Stats - Sampling - 4. Sampling Error: I disagree with the formula?

In the section it says the equation for sampling error is:
sampling error = parameter(population) - statistic(sample)
I took stats in college, also recently took an online stats course, I was taught the equation:
sampling error = statistic(sample) - parameter(population)

Can someone help me understand what’s the correct formula? Thank you in advance :blush:

Hi @yang

Welcome to our Dataquest Community.

Correct formula for sampling error is the first one. i.e

sampling error = parameter(population) - statistic(sample)

You can also think that here parameter is a value from the population(actual value) and statistic is the value from the sample(expected value). So, an error can only be calculated from actual minus expected.

If you have any documentation or video where its reverse is written. Put its link then we will see.

Hope this help :slightly_smiling_face:

Thanks for the reply! I couldn’t find reputable sources that site the formula, but a quick google search does give me these (see following links)

Both are teaching the formula of sampling error as statistic(sample) - parameter(population)

Actually, I believe in Dataquest content. But I will tag @joshdq and @Bruno, they are Data Scientist. They help us.

Sir, can you help us with this problem.

The formula statistic - parameter is indeed preferred because it shows both the difference and the direction of the difference.

If parameter = 5 and statistic = 3, then the sample statistic underestimates the population parameter. The underestimation is shown by the - sign:

statistic - parameter = 3 - 5 = -2

parameter - statistic only shows accurately the absolute difference, but not the direction:

parameter - statistic = 5 - 3 = +2

In our first stats mission, the formula parameter - statistic is mostly introduced to give an alternative understanding for what a sampling error is. In practice, we generally don’t use neither formula because the population parameter is unknown (sampling error is usually measured using the standard error).
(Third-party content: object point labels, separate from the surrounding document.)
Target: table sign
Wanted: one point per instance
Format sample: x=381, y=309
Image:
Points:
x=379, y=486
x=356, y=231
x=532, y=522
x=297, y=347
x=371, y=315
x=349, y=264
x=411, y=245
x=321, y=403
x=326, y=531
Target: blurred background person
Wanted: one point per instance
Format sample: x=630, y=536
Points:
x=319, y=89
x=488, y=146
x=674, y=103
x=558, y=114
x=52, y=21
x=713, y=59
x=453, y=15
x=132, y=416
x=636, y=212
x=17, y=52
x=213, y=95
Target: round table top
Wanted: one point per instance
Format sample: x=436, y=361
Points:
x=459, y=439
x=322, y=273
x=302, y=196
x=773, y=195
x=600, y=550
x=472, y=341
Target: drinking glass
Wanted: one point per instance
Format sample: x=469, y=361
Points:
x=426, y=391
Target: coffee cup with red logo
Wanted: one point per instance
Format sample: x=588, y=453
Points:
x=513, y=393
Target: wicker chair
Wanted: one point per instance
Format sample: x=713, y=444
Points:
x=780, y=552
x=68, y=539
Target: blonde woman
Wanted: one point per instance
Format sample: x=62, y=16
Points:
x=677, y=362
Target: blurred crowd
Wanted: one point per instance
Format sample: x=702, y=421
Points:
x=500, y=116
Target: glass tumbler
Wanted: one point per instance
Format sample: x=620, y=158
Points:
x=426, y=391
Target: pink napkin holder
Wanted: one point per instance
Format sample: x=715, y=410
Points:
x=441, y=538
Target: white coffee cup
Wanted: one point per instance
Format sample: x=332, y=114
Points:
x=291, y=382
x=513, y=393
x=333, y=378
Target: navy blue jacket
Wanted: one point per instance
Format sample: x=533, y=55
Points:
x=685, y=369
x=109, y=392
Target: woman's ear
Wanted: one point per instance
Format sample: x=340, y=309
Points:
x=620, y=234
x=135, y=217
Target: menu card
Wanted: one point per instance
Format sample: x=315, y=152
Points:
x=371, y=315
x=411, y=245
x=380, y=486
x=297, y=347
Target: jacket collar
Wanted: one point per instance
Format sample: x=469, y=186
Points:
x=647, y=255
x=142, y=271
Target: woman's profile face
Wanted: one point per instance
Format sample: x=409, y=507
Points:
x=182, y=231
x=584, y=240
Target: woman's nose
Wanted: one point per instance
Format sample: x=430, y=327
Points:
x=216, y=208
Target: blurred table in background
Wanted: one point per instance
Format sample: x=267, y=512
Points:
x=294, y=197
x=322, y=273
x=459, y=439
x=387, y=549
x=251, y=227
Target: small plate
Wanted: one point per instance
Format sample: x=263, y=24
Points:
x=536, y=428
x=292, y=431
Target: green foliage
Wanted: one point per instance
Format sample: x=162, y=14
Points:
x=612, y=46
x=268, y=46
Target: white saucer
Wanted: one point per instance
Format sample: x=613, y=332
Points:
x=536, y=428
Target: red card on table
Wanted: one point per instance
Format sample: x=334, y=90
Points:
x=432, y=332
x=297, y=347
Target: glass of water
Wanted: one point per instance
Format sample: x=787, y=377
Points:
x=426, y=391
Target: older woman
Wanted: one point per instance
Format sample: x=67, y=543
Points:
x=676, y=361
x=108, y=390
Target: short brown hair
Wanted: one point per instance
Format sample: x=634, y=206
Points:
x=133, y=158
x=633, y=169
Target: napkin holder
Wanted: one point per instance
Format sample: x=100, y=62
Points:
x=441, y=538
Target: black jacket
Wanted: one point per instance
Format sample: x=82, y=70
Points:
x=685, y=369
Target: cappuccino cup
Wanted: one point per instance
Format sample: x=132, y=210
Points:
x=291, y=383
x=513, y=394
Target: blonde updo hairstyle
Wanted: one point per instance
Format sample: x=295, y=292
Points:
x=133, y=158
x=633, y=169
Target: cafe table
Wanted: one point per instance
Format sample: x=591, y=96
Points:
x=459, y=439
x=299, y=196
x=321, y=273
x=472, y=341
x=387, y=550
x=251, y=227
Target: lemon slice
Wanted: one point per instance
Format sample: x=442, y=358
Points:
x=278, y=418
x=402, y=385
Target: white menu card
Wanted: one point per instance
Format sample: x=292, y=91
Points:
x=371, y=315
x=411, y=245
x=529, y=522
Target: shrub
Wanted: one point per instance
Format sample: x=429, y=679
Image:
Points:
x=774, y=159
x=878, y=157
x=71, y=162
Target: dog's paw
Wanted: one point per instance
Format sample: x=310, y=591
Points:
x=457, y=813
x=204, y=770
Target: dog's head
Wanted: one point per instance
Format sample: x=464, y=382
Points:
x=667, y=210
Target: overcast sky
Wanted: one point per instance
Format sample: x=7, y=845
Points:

However, thanks for bringing this up, @yang, we’ll try to make an adjustment to our content to avoid any confusion in the future.


the main problem with this taks is not the order of difference calculation but the actual calculation of metric.

in the description rightfully says you need to take the mean but in the task it takes the max(). that has no real sense at all.
the chance to have the max value in the sample is 1/N*n_sample by common sense. so comparing the max values give no information about sample error whatsoever.